Puis, ils les ont fait se tenir debout sur une planche de bois avec des écouteurs aux oreilles et une paire de détecteurs de mouvements. Ils leur ont demandé de marcher sur place tandis que des stimuli olfactifs étaient libérés. Les volontaires ont ensuite dû ajuster la taille d’un avatar tridimensionnel avec un outil de visualisation du corps en fonction de leur perception d’eux-mêmes. Ils ont également répondu à un questionnaire sur la vitesse, les sentiments corporels et les émotions ressentis.
Résultat des courses : les gens se sentent plus minces et plus léger quand ils sentent l’odeur d’un citron ! La vanille en revanche leur donne la sensation d’être plus épais et plus lourds...
Les perceptions du corps sont "continuellement mises à jour"
"Notre cerveau possède plusieurs modèles mentaux de l'apparence de notre propre corps qui sont nécessaires à des interactions réussies avec l'environnement", explique Giada Brianza, une étudiante au laboratoire Sussex Computer-Human Interaction (SCHI) qui a conduit l’étude. "Ces perceptions du corps sont continuellement mises à jour en réponse aux apports sensoriels reçus de l'extérieur et de l'intérieur du corps. Notre étude montre comment le sens de l'odorat peut influencer l'image que nous avons de notre corps dans notre esprit et sur les sentiments et les émotions que nous éprouvons à son égard", poursuit-elle.
"Nos recherches précédentes ont montré comment le son peut être utilisé pour modifier la perception corporelle. Par exemple, dans une série d'études, nous avons montré comment changer la hauteur des bruits de pas que les gens produisent lorsqu'ils marchent peut les rendre plus légers et plus heureux et aussi changer leur façon de marcher. Cependant, personne n'a encore examiné si les odeurs pouvaient avoir un effet similaire sur la perception corporelle", se félicite quant à elle Ana Tajadura-Jiménez de l'UC3M.
"Des recherches antérieures ont montré que le citron est associé à des silhouettes minces, des formes pointues et des sons aigus tandis que la vanille est associée à des silhouettes épaisses, des formes arrondies et des sons graves. Cela pourrait aider à expliquer les différentes perceptions de l'image corporelle lorsqu'elle est exposée à une gamme de stimuli nasaux", renchérit Marianna Obrist, professeure d'expériences multisensorielles et directrice du laboratoire SCHI de l'Université du Sussex.
La dysmorphie, mal en pleine vitesse depuis l’émergence des réseaux sociaux
A terme, pouvoir "influencer positivement cette perception (…) pourrait mener à des thérapies nouvelles et plus efficaces pour soigner les personnes atteintes de troubles de la perception corporelle", ou dysmorphie espèrent les chercheurs. Cela permettrait également de développer des vêtements interactifs ou des technologies capables d’améliorer la confiance en soi de ceux qui les portent.

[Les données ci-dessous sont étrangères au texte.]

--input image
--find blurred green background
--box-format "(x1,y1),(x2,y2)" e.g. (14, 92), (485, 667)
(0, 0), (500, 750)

La dysmorphie corporelle ou dysmorphobie se caractérise par une préoccupation démesurée concernant un défaut de l’apparence physique, réel ou imaginaire. Les personnes qui en souffrent sont complètement obsédées par ce "défaut", à tel point que cela peut handicaper leur vie sociale ou professionnelle. En effet, elles ont tendance à passer des heures à s’examiner devant le miroir, s’isolant de plus en plus. Certaines demandent fréquemment à leurs proches de les rassurer sur leur apparence mais leur soulagement est temporaire.
Si on entend de plus en plus parler de ce phénomène, c’est parce que'il aurait pris de l’ampleur ces dernières années en raison de l’augmentation des selfies, des réseaux sociaux et des images retouchées à coups de filtre Snapchat et Photoshop. De nombreuses célébrités, allant de Kim Kardashian à la chanteuse Cœur de Pirate en passant par Lili Reinhart, la star de la série pour ados Riverdale, ont d’ailleurs récemment annoncé souffrir de ce mal dans les médias.